ASCII was less than or greater than the first character encoding. At an age when the byte was very expensive and 1 MHz was extremely fast, only the characters that appeared on those ancient US Extended ASCII typewriters, which contain space for 255 characters. Most of the remaining room is used by special characters, such as diacritics and line drawing characters. But since everyone used the remaining room in their own way (IBM, Commodore, universities, organizations, etc.), it was not interchangeable . Characters that were originally encoded using X encoding will display as Mojibake when they are decoded using a different Y encoding. Later, ISO came up with a standard character encoding definition for 8-bit ASCII extensions, resulting in the well-known ISO 8859 character encoding standards based on ASCII, such as ISO 8859-1, so that everything is better interchangeably.

Unicode

8 bits may be enough for languages ​​that use the Latin alphabet, but this, of course, is not enough for the rest of the non-Latin languages ​​in the world, such as Chinese, Japanese, Hebrew, Cyrillic, Sanskrit, Arabic, etc., if only to include them in 8 bits. They developed their own character encodings other than ISO , which were irrelevant , such as Guobiao, BIG5, JIS, KOI, MIK, TSCII, etc. Finally, a new character encoding standard was established based on the ISO 8859-1 standard to cover any characters used in the world so that it is interchangeable everywhere : Unicode . It contains more than a million characters, of which about 10% is currently filled. UTF-8 character encoding is based on Unicode.

Unicode Plans

Unicode characters are classified in seventeen planes , each of which provides 65,536 characters (16 bits).

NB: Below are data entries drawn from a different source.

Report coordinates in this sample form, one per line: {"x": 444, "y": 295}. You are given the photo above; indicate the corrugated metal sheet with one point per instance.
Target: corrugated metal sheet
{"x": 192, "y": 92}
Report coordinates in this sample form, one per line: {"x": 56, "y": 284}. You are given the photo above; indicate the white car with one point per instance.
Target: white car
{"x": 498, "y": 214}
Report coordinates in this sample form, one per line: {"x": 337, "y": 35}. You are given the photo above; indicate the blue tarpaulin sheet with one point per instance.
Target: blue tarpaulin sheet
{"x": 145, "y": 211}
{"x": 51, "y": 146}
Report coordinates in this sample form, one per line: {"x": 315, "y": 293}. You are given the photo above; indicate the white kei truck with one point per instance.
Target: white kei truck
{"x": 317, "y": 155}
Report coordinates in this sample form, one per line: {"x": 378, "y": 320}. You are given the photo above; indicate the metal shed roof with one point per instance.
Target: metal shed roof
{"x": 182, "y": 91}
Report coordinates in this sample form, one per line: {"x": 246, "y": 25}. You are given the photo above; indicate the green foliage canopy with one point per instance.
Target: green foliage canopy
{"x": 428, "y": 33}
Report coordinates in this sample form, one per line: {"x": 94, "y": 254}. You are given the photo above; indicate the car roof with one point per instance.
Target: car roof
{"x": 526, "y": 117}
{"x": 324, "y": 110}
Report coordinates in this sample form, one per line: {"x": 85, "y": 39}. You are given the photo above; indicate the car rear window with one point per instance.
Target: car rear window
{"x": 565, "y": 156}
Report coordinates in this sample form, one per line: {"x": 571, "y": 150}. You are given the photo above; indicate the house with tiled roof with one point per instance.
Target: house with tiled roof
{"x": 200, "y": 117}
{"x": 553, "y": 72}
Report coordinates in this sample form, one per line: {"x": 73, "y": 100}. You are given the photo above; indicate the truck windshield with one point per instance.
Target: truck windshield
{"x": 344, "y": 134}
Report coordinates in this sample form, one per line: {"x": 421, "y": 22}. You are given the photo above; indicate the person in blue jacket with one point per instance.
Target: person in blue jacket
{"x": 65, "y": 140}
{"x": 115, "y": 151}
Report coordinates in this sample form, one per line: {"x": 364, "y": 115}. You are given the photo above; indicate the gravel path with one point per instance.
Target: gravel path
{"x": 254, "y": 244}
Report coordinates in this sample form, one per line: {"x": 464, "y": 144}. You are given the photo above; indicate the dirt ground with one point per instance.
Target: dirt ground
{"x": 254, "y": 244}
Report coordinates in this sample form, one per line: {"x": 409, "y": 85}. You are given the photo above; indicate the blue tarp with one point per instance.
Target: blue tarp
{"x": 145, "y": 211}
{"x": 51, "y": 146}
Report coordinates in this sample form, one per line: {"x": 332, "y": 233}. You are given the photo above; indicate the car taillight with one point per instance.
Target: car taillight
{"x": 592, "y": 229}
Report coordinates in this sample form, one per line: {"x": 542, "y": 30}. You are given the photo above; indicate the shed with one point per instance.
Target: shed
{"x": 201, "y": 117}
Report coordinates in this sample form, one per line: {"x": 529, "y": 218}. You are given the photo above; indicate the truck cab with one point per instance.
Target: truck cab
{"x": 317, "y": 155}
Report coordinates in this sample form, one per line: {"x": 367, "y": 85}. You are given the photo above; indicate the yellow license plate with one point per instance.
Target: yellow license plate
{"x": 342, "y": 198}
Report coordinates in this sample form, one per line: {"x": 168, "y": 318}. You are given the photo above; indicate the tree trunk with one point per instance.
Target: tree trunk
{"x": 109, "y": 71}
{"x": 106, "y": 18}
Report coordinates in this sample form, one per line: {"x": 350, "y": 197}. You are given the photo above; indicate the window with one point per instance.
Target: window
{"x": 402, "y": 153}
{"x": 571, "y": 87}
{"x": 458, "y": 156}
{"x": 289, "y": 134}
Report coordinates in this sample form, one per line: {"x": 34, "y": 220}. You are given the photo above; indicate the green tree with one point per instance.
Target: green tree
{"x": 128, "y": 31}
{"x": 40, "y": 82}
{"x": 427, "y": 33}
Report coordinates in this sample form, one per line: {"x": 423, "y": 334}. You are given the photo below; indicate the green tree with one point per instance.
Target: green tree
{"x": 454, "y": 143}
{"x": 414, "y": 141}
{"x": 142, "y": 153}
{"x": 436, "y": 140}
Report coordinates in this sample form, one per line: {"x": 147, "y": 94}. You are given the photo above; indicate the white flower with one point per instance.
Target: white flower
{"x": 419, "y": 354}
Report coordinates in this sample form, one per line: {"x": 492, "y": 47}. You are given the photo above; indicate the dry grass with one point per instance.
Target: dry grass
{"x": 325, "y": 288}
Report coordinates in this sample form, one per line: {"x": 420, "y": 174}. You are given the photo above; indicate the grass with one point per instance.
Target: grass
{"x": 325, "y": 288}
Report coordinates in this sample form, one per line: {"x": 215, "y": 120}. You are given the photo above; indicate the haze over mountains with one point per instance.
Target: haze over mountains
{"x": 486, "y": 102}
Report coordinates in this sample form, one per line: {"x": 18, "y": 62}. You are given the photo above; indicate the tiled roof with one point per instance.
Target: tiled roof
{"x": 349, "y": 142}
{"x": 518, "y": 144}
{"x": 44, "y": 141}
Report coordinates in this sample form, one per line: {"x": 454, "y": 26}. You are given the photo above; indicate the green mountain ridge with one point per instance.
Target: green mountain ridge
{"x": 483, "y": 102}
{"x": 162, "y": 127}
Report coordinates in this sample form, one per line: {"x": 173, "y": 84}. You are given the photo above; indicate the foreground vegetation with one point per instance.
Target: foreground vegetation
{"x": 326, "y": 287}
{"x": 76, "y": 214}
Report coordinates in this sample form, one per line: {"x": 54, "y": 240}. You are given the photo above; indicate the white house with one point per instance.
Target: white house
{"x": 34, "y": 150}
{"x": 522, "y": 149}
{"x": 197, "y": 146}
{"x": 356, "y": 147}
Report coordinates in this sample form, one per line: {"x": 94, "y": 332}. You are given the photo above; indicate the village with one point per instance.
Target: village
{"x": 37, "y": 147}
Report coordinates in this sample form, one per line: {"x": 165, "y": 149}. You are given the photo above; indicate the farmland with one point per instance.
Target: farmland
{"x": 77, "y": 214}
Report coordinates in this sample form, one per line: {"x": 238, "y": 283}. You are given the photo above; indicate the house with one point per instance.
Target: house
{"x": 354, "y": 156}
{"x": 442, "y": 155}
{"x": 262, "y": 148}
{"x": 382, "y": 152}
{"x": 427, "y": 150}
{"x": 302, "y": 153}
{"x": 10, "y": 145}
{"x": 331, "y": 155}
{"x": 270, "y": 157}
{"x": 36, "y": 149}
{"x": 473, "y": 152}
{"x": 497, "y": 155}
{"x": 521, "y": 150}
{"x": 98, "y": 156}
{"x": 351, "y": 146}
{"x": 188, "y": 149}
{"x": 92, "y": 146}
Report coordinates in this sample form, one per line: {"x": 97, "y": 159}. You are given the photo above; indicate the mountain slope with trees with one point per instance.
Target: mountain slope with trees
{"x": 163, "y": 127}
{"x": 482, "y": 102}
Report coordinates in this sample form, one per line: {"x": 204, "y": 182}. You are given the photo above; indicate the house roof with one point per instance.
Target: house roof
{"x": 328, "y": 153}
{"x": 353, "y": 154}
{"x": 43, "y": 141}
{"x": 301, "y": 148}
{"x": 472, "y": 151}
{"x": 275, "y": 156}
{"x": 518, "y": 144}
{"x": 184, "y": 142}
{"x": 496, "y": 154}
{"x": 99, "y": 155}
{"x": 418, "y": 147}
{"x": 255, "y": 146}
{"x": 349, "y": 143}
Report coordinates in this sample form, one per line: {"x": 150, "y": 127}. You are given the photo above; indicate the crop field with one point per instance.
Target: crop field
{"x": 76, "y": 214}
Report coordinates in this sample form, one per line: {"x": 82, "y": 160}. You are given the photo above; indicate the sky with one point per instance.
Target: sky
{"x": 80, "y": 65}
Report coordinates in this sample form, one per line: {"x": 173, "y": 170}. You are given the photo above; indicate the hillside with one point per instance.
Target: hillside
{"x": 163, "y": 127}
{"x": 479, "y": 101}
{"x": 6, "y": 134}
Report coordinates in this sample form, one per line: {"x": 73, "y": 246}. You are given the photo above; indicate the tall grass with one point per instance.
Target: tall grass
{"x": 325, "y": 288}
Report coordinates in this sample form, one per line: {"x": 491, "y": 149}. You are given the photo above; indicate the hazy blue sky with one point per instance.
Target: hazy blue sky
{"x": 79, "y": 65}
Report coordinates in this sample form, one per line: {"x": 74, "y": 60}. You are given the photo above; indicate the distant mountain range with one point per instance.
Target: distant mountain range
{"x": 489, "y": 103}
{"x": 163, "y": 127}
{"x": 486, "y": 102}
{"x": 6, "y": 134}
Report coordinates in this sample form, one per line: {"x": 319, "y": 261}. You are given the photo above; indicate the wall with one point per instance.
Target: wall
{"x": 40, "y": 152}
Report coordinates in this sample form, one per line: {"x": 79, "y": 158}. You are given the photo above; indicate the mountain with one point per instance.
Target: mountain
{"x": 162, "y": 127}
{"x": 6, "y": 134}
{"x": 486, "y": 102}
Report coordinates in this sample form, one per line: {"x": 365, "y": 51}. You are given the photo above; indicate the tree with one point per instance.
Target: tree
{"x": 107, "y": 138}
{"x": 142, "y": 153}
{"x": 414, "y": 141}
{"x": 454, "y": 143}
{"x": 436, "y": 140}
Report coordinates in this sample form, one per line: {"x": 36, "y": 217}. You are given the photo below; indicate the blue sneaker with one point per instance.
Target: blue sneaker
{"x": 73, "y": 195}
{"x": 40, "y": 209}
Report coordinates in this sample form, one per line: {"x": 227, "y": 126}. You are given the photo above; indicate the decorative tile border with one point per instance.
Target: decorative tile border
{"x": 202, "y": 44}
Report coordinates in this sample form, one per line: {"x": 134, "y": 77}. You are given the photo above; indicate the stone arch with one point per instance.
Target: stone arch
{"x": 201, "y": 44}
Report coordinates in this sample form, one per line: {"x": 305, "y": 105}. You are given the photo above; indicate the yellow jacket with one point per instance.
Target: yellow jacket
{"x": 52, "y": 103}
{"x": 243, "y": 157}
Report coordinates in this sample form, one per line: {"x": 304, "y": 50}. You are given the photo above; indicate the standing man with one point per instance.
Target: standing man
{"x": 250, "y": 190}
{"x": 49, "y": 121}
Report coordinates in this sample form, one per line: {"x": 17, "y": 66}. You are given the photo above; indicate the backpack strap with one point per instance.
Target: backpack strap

  • Plane 0: Basic Multilingual Plane (BMP) , contains the characters of all modern languages ​​known in the world.
  • Plane 1: Suplementary Multilingual Plane (SMP) , contains historical languages ​​/ scripts, as well as multilingual musical and mathematical symbols.
  • Plane 2: Elementary Ideographic Plane (SIP) , it contains the "special" CJK (Chinese / Japanese / Korean) characters, of which there are quite a few, but very rarely used in modern writing. "Normal" CJK characters are already present in BMP.
  • Aircraft 3-13: not used.
  • Aircraft 14: Optional Special Aircraft (SSP) because it only contains some tags and glyph variation selectors. Tag marks are currently out of date and may be removed in the future. Glyph variation selectors should be used as the kind of metadata that you add to existing characters, which in turn can encourage the reader to give the character a small different glyph.
  • Aircraft 15-16: Private Aircraft (PUP) , this enables (large) organizations or user initiatives to include their own special characters or characters in the standard so that it is interchangeable throughout. For example Emoji (emoticons / emotions in Japanese style).

Usually you are only interested in BMP and UTF-8 encoding as the standard character encoding throughout the application.